We radio-tracked each owl for 5–6 mo. Because this species is more active from the late afternoon to the first hours of the night (Braga and Motta-Junior 2009), we recorded all nocturnal locations during this period (1800–2300 H). To ensure temporal independence of locations, we allowed at least 40–50 min between consecutive nocturnal locations. We considered this amount of time to be sufficient for the owls to move to any site within their home range (Lair 1987, Barros et al. 2011). As the Tropical Screech-Owl tends to be inactive throughout the day (Motta-Junior 2002, König and Weick 2008), we obtained only one roosting location per day during this period.

Analysis of Telemetry Data.

We calculated individual home-range sizes via the fixed kernel (FK) method (Worton 1989) using a least-squares cross-validation (Horne and Garton 2006). To compare these results with those of other surveys, we used the 95% minimum convex polygon method (Mohr 1947). We calculated the core areas (center of activity) within the home ranges using a 65% FK with a least-squares cross-validation. We performed all home-range analyses in the program Biotas 2.2 alpha (Biotas 2011). We assessed the sample sufficiency for home-range size estimation based on individual area-observation curves, using the 95% MCP method, which does not consider location density.

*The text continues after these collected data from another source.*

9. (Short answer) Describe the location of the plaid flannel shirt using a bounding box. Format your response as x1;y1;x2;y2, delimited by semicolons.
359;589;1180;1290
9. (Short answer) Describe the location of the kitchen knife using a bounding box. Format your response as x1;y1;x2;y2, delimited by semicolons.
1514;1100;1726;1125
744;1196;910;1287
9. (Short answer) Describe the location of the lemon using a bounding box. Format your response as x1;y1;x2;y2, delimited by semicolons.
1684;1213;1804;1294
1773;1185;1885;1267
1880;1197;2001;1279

To assess habitat use and selection, we generated a map of the study site from a satellite image (1-m spatial resolution) from the program Google Earth (Google 2012). Then, using ArcGis 9.3 (ERSI, Redlands, California, U.S.A.), we classified all habitat types present in EEI. To ensure the accuracy of image classification, we checked all habitats in the field as references for image interpretation.

We classified the habitats as follows: wetlands (Wet): open and semi-open floodable areas with moist soil and a predominance of grasses; campo limpo (Cli): grasslands containing native grasses and some patches of exotic grass (Brachiaria spp.); campo sujo (Csu): grassland savannas containing native and exotic grasses with some shrubs and scattered small trees; campo cerrado (Cce): semi-open areas similar to Csu, but with a higher density of shrubs and small trees; cerrado sensu stricto (Css): semi-closed woodland savanna with spatially dense shrubs and trees; gallery forest (Gfo): closed forests near streams with dense tree vegetation and hydromorphic soils; and invasive pine (Ipi): closed and dense woodlot with a predominance of pine (Pinus elliottii) and with some typical cerrado shrubs and small trees. In EEI, Ipi is associated with wetlands that were colonized by dispersive pines from nearby pine woodlots (see Zanchetta and Diniz 2006). We classified the gradient of cerrado physiognomies (campo limpo to cerrado sensu stricto) according to Coutinho (1978; Fig. 1).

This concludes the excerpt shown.